# Fiber/Spinning question



## Knit4Life2 (Aug 20, 2018)

Hello all,

I'm super new on your forum, but have been hunting for answers regarding spinning wool by spindle only. I've gotten LOTS of answers regarding spinning with wheels, but I don't have one of those Yet.

My question is, when plying 2 (or more) strands on a spindle, when the spindle is full, after I wind that plied yarn off, can I leave it attached to the spindle somehow? I know, it seems foolish but I don't know, and ALL the ladies in my fiber guild who spin use wheels for plying.

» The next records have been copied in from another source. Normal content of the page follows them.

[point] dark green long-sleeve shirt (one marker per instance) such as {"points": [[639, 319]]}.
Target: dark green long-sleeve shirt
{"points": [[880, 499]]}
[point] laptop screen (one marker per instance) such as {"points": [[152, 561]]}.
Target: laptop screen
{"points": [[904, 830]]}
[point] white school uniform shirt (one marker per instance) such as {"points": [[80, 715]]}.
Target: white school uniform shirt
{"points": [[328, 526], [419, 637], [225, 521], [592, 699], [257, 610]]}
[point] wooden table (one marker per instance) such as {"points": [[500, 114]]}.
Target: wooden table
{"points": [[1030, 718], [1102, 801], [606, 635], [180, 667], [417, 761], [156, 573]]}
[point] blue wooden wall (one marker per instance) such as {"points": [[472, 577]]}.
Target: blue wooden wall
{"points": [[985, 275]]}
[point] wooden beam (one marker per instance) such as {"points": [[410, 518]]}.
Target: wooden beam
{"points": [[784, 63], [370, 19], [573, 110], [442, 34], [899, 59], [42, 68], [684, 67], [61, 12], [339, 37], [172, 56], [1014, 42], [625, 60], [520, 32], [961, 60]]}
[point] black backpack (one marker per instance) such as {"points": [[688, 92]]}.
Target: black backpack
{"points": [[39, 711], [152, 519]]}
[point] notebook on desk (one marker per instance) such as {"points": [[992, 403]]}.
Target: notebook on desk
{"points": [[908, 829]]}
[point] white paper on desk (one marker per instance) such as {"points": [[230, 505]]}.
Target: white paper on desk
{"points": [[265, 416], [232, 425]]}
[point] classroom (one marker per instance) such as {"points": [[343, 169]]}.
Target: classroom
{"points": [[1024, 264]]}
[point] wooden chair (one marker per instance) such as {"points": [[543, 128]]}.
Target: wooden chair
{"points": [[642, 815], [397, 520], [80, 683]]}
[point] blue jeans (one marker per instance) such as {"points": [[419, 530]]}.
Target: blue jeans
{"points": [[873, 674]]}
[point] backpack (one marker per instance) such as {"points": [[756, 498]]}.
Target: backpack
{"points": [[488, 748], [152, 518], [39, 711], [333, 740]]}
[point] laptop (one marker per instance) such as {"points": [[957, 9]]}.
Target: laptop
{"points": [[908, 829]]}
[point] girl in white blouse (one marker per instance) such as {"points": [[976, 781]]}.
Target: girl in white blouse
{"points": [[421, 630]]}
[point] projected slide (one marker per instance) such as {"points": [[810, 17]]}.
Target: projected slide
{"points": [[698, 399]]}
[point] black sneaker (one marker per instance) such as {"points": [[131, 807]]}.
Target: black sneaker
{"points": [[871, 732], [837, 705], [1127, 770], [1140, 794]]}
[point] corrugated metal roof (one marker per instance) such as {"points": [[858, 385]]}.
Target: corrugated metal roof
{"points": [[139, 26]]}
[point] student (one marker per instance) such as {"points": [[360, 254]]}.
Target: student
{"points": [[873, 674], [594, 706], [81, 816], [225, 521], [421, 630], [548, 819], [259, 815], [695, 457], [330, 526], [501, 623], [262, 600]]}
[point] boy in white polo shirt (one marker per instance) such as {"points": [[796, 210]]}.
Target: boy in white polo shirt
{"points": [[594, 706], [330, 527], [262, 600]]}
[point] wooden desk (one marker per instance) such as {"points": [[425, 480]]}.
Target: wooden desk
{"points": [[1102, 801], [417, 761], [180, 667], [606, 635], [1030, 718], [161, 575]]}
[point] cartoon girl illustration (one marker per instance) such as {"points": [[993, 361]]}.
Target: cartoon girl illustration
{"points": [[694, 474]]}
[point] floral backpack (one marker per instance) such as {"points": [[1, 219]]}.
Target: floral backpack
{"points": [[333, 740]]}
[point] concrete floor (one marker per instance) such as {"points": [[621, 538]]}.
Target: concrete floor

Also, which way do I twist my spindle for plying? Counterclockwise?

Thanks.


----------



## Rosepath (Feb 18, 2011)

You would ply in the opposite direction from what you spun the yarn. So if you turn your spindle clockwise to spin, then turn it counterclockwise to ply.
Not sure what you mean by the spindle being full. As your spindle drops lower and lower, it will be time to wind the spun yarn around the shaft of the spindle (below the whorl or round flat disk), then spin some more. You can wind it pretty tightly on that shaft and it will hold quite a lot, depending on the thickness of the spun or plied yarn. There are several YouTube videos on spinning on a drop spindle, look up Snyder Spindles. He has a great video. I recommended his video after watching it on YouTube to someone, then I was at the Michigan Fiber Festival this weekend, and he walked by! In person!! Pretty exciting 
Good luck, hope this helps you with your spinning - keep at it, it'll be worth it.


----------



## Wind in Her Hair (Jul 18, 2002)

Rosepath said:


> There are several YouTube videos on spinning on a drop spindle, look up Snyder Spindles. He has a great video. I recommended his video after watching it on YouTube to someone, then I was at the Michigan Fiber Festival this weekend, and he walked by! In person!! Pretty exciting
> .


You mean "This guy"? I met him at Wisconsin Sheep and Wool. He is awesome.


----------



## Rosepath (Feb 18, 2011)

That's him! He is such a nice person and so encouraging to beginning spinners 
Nice shirt, too.


----------



## Wind in Her Hair (Jul 18, 2002)

Rosepath said:


> That's him! He is such a nice person and so encouraging to beginning spinners
> Nice shirt, too.


He IS a genuinely nice guy and his 3D spindles are amazing perpetual motion machines!


----------